Yesterday in the middle of work and a discussion with Keith, the topic of identity came up. We talked about the problem of attempting to receive identity and value by force against others and our externals in contrast to the desperate need to discover our true identity in the face of God. I don't remember the details of the conversation, but I vividly remember the sudden rush of pain and emotion from very deep within my soul when I realized we were talking about my own condition.
Most of my perceived identity is resting on my growing knowledge and understanding of these wonderful truths and insights we have been receiving over the past few years. But in spite of all the important concepts I am learning I still don't have a foundation of restful assurance of God's confident care and His opinion of my value. I am learning about it and even promoting it but my own heart is still far from being thawed out from the ice and cold produced by the lies like so many chunks of dry ice embedded in my deepest memories forming my concept of who I am.

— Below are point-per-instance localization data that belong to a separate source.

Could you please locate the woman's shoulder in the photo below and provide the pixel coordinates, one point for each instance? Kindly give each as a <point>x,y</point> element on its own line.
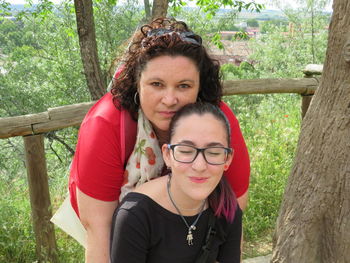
<point>104,108</point>
<point>154,189</point>
<point>138,204</point>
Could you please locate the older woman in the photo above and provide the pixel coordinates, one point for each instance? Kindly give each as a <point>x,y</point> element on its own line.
<point>165,68</point>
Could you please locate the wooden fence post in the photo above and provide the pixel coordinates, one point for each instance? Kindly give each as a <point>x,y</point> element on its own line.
<point>40,198</point>
<point>309,72</point>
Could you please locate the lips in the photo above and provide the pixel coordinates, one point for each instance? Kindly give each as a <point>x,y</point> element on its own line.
<point>167,114</point>
<point>198,180</point>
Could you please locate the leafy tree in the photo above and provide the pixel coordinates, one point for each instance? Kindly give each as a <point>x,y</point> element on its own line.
<point>314,219</point>
<point>252,22</point>
<point>285,54</point>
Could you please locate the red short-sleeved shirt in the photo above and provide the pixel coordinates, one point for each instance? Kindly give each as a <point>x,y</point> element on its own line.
<point>97,168</point>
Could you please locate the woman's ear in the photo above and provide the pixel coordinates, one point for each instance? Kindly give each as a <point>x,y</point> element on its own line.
<point>228,161</point>
<point>166,154</point>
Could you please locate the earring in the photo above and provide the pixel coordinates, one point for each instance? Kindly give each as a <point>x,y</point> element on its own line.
<point>135,98</point>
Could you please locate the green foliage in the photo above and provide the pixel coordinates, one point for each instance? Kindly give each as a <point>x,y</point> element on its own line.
<point>270,125</point>
<point>252,22</point>
<point>244,71</point>
<point>280,54</point>
<point>41,57</point>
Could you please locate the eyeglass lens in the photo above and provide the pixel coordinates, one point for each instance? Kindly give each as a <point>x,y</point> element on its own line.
<point>187,154</point>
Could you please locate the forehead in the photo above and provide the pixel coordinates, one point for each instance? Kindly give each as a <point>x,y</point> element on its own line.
<point>200,129</point>
<point>176,63</point>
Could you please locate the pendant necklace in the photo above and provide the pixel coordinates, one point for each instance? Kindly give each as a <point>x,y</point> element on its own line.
<point>192,227</point>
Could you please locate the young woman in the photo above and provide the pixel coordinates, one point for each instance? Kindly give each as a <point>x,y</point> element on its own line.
<point>167,219</point>
<point>165,68</point>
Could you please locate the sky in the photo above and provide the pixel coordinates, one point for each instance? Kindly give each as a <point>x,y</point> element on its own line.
<point>268,3</point>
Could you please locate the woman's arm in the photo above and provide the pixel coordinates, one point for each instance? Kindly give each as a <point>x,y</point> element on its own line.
<point>243,200</point>
<point>96,217</point>
<point>239,171</point>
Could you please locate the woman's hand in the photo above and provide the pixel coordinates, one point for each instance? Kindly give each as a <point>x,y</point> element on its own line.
<point>96,217</point>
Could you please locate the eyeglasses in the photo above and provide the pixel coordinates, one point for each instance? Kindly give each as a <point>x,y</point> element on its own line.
<point>215,155</point>
<point>185,36</point>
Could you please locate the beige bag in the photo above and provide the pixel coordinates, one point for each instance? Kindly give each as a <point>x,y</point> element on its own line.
<point>66,219</point>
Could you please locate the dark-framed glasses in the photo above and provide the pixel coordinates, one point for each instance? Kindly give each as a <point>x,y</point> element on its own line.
<point>187,36</point>
<point>214,155</point>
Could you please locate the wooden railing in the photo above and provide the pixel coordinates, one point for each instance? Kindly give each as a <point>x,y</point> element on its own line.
<point>33,126</point>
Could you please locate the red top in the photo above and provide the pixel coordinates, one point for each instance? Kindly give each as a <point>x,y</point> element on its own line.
<point>97,168</point>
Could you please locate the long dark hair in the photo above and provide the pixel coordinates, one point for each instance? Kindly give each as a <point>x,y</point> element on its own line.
<point>171,38</point>
<point>222,200</point>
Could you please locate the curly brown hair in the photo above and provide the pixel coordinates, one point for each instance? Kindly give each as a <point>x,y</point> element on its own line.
<point>170,38</point>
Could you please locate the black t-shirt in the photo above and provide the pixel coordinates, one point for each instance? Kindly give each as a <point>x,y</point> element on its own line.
<point>143,231</point>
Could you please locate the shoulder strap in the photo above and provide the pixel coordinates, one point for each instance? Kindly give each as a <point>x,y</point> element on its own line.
<point>205,251</point>
<point>128,129</point>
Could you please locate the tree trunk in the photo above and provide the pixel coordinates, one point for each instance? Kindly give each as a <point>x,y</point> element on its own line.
<point>147,10</point>
<point>159,8</point>
<point>88,48</point>
<point>314,222</point>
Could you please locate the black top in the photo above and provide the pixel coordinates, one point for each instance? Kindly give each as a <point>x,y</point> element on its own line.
<point>143,231</point>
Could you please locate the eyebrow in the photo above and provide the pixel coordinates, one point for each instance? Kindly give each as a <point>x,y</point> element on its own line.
<point>161,80</point>
<point>212,144</point>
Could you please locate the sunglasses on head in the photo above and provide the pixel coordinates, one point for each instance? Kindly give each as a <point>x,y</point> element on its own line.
<point>185,36</point>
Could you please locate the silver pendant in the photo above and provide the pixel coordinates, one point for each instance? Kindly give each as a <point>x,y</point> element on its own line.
<point>189,238</point>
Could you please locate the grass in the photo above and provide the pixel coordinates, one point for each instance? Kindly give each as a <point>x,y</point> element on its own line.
<point>270,124</point>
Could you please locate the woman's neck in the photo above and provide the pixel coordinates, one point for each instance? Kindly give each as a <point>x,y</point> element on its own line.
<point>186,205</point>
<point>162,136</point>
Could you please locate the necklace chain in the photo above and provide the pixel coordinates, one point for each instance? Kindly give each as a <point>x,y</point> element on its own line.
<point>189,237</point>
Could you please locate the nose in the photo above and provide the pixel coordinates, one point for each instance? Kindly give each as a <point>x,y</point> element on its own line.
<point>199,164</point>
<point>170,97</point>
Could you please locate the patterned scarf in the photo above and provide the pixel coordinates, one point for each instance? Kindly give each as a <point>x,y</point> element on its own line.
<point>146,160</point>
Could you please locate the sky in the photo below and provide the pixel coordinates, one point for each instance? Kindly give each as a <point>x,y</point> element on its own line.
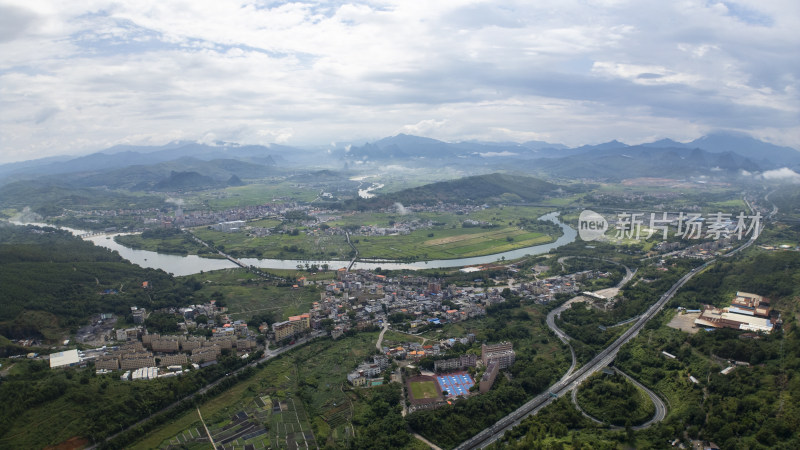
<point>78,77</point>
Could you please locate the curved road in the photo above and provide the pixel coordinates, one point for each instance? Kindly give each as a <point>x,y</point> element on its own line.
<point>660,407</point>
<point>604,358</point>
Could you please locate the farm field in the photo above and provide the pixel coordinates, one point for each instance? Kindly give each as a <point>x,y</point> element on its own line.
<point>302,397</point>
<point>424,389</point>
<point>443,236</point>
<point>245,294</point>
<point>447,244</point>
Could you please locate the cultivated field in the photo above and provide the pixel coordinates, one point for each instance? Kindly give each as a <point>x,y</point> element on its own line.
<point>424,389</point>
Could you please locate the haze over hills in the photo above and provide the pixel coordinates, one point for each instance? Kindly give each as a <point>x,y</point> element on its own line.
<point>142,167</point>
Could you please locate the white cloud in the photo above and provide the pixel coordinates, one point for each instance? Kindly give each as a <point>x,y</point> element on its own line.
<point>81,76</point>
<point>784,174</point>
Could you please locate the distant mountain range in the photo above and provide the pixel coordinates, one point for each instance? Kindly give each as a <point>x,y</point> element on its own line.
<point>477,189</point>
<point>149,168</point>
<point>764,155</point>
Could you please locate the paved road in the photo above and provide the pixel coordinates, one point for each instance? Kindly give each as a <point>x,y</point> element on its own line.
<point>380,336</point>
<point>603,359</point>
<point>660,407</point>
<point>268,354</point>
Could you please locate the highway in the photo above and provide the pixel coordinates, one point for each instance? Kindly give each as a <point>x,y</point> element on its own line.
<point>603,359</point>
<point>658,415</point>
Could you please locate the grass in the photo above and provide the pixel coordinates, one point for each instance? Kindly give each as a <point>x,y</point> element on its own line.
<point>445,240</point>
<point>424,389</point>
<point>309,379</point>
<point>246,295</point>
<point>447,244</point>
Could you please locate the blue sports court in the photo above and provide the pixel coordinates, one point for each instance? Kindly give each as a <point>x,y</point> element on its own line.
<point>456,383</point>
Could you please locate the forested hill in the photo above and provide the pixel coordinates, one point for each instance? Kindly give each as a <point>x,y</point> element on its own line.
<point>51,282</point>
<point>492,188</point>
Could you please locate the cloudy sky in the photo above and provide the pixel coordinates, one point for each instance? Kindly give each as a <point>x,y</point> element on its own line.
<point>81,76</point>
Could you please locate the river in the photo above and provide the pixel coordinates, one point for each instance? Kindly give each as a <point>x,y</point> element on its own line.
<point>191,264</point>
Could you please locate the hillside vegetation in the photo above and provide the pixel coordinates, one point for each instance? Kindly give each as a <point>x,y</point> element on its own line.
<point>492,188</point>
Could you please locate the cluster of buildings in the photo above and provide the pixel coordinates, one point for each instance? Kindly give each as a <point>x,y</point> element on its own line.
<point>366,372</point>
<point>748,312</point>
<point>545,290</point>
<point>294,326</point>
<point>155,350</point>
<point>362,299</point>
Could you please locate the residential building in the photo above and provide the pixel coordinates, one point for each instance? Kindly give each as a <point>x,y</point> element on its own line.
<point>503,353</point>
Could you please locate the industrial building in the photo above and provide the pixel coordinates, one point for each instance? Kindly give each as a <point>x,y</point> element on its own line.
<point>748,312</point>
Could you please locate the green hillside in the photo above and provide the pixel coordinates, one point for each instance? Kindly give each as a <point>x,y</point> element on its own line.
<point>492,188</point>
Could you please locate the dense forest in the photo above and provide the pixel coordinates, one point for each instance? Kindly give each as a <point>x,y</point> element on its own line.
<point>52,282</point>
<point>480,189</point>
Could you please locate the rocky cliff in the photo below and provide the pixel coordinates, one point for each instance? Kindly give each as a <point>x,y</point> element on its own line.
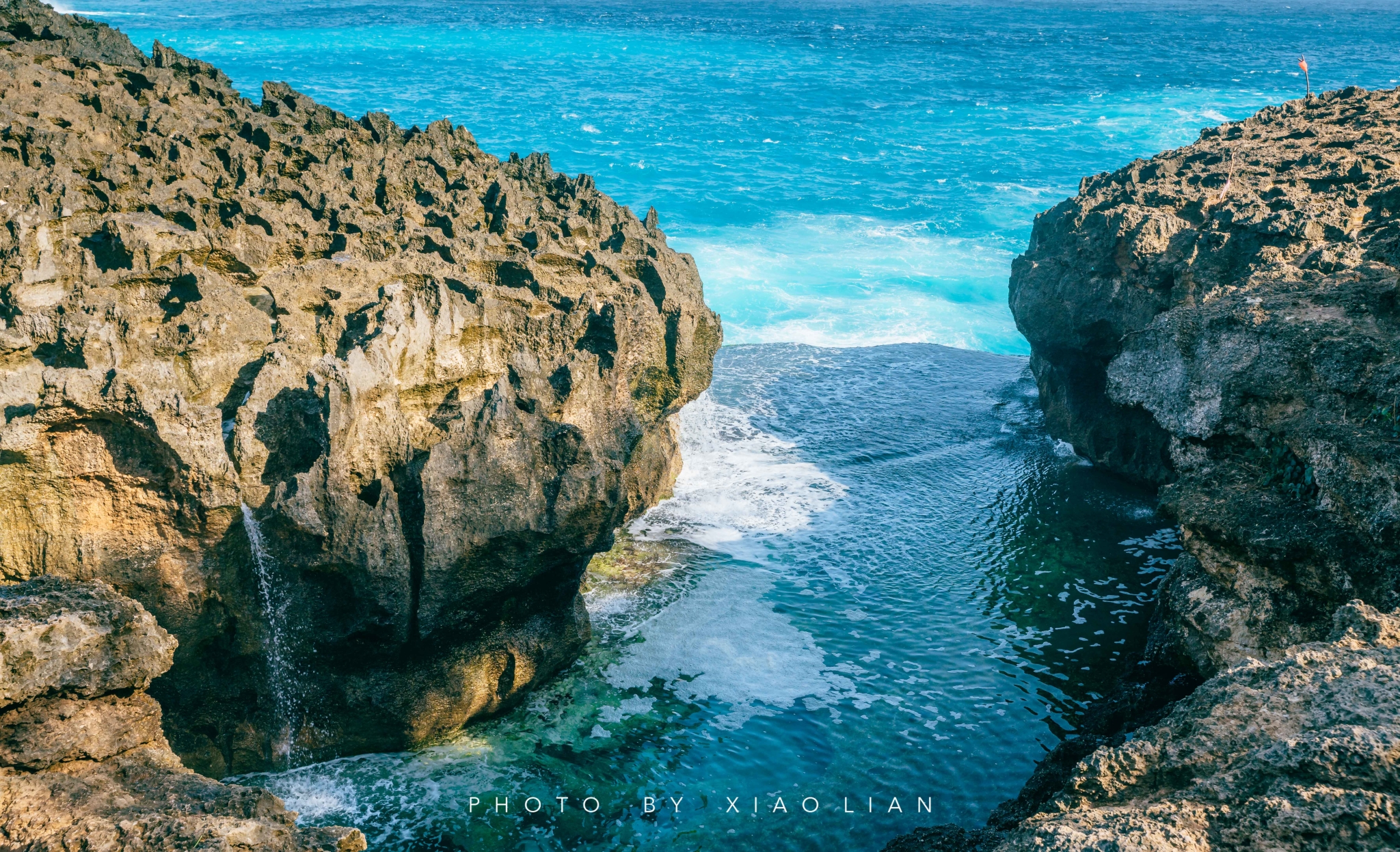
<point>346,406</point>
<point>83,762</point>
<point>1222,320</point>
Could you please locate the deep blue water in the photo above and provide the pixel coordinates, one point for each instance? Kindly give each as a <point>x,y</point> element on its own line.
<point>883,585</point>
<point>846,174</point>
<point>878,579</point>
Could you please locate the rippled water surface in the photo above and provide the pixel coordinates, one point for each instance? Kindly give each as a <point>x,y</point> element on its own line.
<point>878,579</point>
<point>880,591</point>
<point>844,172</point>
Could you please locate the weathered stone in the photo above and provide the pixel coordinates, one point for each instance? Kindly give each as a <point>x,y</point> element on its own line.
<point>49,730</point>
<point>1239,344</point>
<point>96,773</point>
<point>144,799</point>
<point>1297,753</point>
<point>76,638</point>
<point>438,379</point>
<point>1222,320</point>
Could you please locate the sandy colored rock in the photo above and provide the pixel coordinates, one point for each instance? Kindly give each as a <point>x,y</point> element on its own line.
<point>49,730</point>
<point>1239,346</point>
<point>85,770</point>
<point>439,381</point>
<point>1221,320</point>
<point>1297,753</point>
<point>76,638</point>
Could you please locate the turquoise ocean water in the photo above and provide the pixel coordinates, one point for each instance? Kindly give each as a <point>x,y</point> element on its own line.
<point>881,579</point>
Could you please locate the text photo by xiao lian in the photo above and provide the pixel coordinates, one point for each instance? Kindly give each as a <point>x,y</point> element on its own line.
<point>490,805</point>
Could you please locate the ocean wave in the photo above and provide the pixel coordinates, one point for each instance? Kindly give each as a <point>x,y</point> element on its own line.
<point>848,280</point>
<point>737,482</point>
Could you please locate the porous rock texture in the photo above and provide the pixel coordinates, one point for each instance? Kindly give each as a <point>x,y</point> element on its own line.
<point>83,762</point>
<point>438,383</point>
<point>1221,320</point>
<point>1239,344</point>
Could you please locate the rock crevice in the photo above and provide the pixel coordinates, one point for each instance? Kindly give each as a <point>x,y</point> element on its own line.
<point>83,761</point>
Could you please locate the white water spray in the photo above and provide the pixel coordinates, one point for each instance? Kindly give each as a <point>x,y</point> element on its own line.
<point>280,670</point>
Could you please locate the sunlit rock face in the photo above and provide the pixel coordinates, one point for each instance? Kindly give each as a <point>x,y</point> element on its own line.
<point>1222,319</point>
<point>346,406</point>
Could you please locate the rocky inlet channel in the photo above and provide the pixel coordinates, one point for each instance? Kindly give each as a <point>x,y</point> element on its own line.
<point>346,406</point>
<point>312,426</point>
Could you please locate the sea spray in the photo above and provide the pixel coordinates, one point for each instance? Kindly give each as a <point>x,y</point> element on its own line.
<point>282,674</point>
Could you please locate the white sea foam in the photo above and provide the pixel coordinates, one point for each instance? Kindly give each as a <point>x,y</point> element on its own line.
<point>724,642</point>
<point>848,280</point>
<point>737,482</point>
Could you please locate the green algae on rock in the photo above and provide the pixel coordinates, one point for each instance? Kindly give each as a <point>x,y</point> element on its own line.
<point>435,381</point>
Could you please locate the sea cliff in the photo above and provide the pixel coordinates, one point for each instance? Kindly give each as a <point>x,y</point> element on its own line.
<point>1221,322</point>
<point>83,762</point>
<point>346,406</point>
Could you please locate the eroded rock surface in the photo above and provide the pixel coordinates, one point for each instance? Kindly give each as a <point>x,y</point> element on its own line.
<point>438,381</point>
<point>1222,320</point>
<point>1241,344</point>
<point>83,762</point>
<point>1297,753</point>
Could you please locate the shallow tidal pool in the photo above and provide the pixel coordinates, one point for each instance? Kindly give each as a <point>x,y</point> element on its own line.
<point>878,595</point>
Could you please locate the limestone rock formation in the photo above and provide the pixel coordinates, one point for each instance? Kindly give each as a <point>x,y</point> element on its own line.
<point>83,762</point>
<point>1224,319</point>
<point>347,407</point>
<point>1298,753</point>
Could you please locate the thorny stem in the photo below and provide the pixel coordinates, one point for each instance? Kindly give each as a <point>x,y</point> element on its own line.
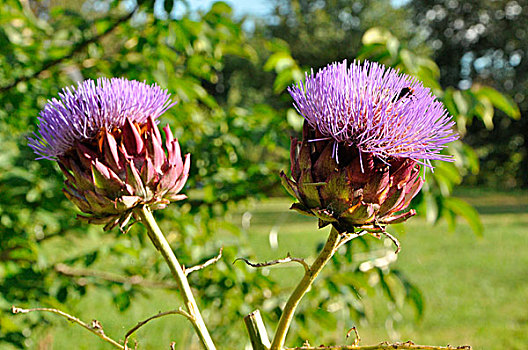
<point>310,275</point>
<point>160,242</point>
<point>161,314</point>
<point>385,346</point>
<point>95,328</point>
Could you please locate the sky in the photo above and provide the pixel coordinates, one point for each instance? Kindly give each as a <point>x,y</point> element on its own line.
<point>254,7</point>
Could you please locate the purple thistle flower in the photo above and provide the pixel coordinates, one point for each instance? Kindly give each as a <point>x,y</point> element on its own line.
<point>367,130</point>
<point>80,113</point>
<point>375,109</point>
<point>105,139</point>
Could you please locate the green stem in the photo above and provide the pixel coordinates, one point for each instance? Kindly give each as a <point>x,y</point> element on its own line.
<point>289,309</point>
<point>160,242</point>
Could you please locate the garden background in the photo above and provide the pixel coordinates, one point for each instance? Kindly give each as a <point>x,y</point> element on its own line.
<point>462,275</point>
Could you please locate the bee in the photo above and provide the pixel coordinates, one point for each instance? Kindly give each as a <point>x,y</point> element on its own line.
<point>406,92</point>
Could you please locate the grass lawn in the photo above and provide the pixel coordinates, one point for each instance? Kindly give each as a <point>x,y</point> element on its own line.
<point>475,289</point>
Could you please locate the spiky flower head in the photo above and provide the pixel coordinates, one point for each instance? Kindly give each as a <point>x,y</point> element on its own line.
<point>367,130</point>
<point>104,136</point>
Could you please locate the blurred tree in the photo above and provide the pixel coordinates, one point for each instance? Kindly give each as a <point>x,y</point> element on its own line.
<point>483,43</point>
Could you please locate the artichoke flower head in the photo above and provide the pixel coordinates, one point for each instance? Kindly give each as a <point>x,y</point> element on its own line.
<point>104,136</point>
<point>367,133</point>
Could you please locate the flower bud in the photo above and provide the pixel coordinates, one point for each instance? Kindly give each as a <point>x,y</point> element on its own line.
<point>105,139</point>
<point>367,132</point>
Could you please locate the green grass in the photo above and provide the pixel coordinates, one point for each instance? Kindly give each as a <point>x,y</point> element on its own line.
<point>475,289</point>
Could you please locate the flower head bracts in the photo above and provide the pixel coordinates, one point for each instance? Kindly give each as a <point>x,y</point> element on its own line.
<point>106,141</point>
<point>81,112</point>
<point>375,109</point>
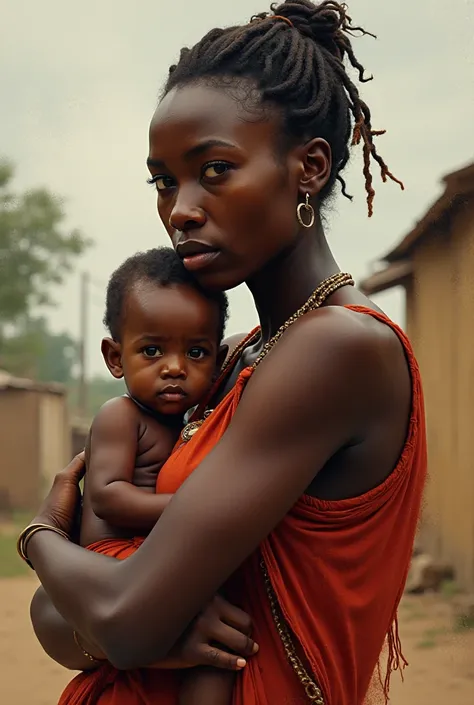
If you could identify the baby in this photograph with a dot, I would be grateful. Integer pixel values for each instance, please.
(166, 336)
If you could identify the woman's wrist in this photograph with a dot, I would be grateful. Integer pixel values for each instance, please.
(36, 526)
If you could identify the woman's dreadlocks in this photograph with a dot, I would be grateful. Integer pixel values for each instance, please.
(295, 55)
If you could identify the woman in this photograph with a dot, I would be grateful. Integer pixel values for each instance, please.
(310, 457)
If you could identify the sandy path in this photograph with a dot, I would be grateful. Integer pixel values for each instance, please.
(441, 661)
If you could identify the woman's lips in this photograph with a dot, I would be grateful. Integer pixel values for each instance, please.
(200, 260)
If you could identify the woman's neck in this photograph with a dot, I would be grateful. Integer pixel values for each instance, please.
(289, 280)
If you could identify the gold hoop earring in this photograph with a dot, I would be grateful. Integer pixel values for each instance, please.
(309, 209)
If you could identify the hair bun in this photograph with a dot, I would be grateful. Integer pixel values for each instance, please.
(326, 23)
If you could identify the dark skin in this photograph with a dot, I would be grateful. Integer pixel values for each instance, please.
(335, 392)
(168, 353)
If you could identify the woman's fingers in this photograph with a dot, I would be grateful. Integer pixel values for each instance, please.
(74, 471)
(217, 658)
(234, 640)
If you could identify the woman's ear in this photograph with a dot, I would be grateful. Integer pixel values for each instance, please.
(112, 354)
(316, 163)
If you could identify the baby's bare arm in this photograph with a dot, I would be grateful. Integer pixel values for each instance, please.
(211, 686)
(111, 455)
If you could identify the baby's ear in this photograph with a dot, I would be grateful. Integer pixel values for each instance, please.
(112, 354)
(220, 359)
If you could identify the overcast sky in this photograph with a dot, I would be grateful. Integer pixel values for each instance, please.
(78, 86)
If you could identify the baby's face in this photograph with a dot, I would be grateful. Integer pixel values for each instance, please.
(169, 346)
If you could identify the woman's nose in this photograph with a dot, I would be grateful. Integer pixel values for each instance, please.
(186, 214)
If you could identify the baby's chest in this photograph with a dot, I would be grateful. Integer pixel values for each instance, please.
(153, 450)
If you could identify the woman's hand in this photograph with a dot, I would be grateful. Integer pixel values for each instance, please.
(61, 507)
(218, 637)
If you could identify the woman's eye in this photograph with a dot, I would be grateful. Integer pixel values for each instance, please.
(197, 353)
(152, 351)
(161, 183)
(214, 170)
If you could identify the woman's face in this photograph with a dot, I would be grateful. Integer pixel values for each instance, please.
(226, 197)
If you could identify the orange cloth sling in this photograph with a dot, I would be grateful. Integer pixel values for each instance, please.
(338, 569)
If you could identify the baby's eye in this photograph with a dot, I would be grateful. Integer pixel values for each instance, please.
(152, 351)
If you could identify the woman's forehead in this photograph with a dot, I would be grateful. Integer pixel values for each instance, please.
(199, 112)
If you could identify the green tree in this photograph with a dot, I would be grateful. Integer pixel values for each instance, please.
(36, 251)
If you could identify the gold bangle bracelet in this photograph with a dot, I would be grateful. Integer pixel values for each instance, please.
(84, 652)
(28, 532)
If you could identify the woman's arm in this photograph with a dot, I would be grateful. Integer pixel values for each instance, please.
(56, 636)
(111, 460)
(218, 623)
(304, 403)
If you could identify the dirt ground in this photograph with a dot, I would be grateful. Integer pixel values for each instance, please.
(441, 659)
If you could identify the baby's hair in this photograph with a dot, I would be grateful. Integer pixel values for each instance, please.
(162, 267)
(295, 55)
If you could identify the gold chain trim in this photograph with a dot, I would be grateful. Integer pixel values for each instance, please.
(312, 690)
(317, 298)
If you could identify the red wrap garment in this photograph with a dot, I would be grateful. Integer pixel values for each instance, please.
(338, 569)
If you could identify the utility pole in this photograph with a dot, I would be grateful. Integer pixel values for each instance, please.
(84, 325)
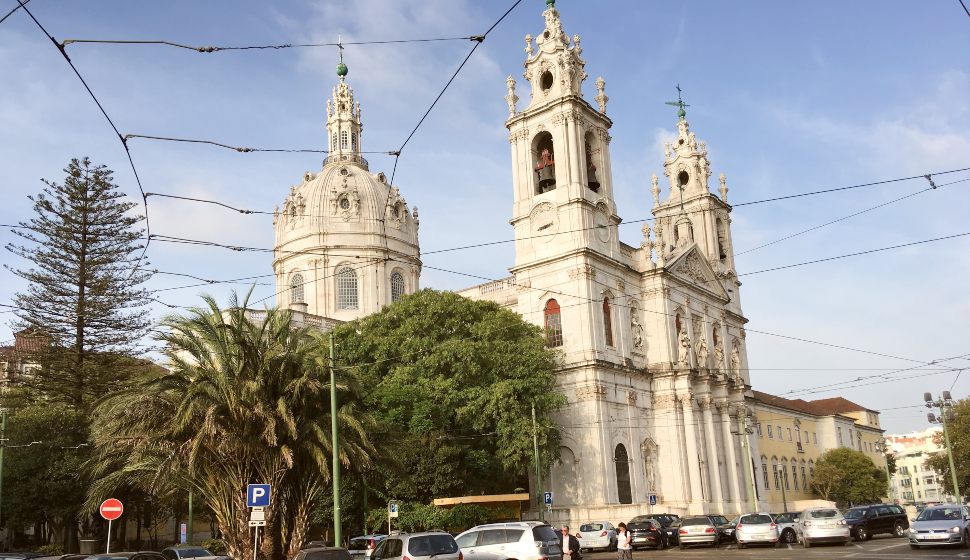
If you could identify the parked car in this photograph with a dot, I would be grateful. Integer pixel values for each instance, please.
(418, 546)
(756, 528)
(363, 546)
(323, 553)
(722, 524)
(865, 521)
(525, 540)
(947, 524)
(184, 552)
(646, 531)
(786, 525)
(597, 534)
(820, 525)
(669, 524)
(698, 529)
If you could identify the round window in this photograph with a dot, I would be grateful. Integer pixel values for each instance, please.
(545, 81)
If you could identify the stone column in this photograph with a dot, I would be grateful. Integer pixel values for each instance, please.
(690, 440)
(731, 456)
(713, 472)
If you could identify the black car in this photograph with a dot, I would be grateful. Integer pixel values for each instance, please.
(646, 532)
(865, 521)
(668, 522)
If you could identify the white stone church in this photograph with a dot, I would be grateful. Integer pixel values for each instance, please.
(654, 362)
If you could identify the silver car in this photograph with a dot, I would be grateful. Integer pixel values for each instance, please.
(697, 530)
(755, 528)
(526, 540)
(819, 525)
(947, 524)
(418, 546)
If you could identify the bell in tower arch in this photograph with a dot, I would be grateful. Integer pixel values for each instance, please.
(545, 166)
(591, 180)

For a few minutes I could not speak or work or even stand as I tried to allow the emotions to be recognized and acknowledged while at the same time I was also trying to prevent a complete meltdown (probably not the best choice). I mentioned my internal situation to Keith and he became afraid he had said something wrong. The experience was awkward because two systems were clashing. I was grateful that my heart was awakening at all from a much deeper level but was confused and afraid of what to do with these unfamiliar feelings that I only recognized theoretically from recent training. I praised God that there are signs of life in my little boy heart but sad that we as a community of friends still lack the context to know how to encourage and create an environment that is safe enough for any one of us to spontaneously process these God-moments.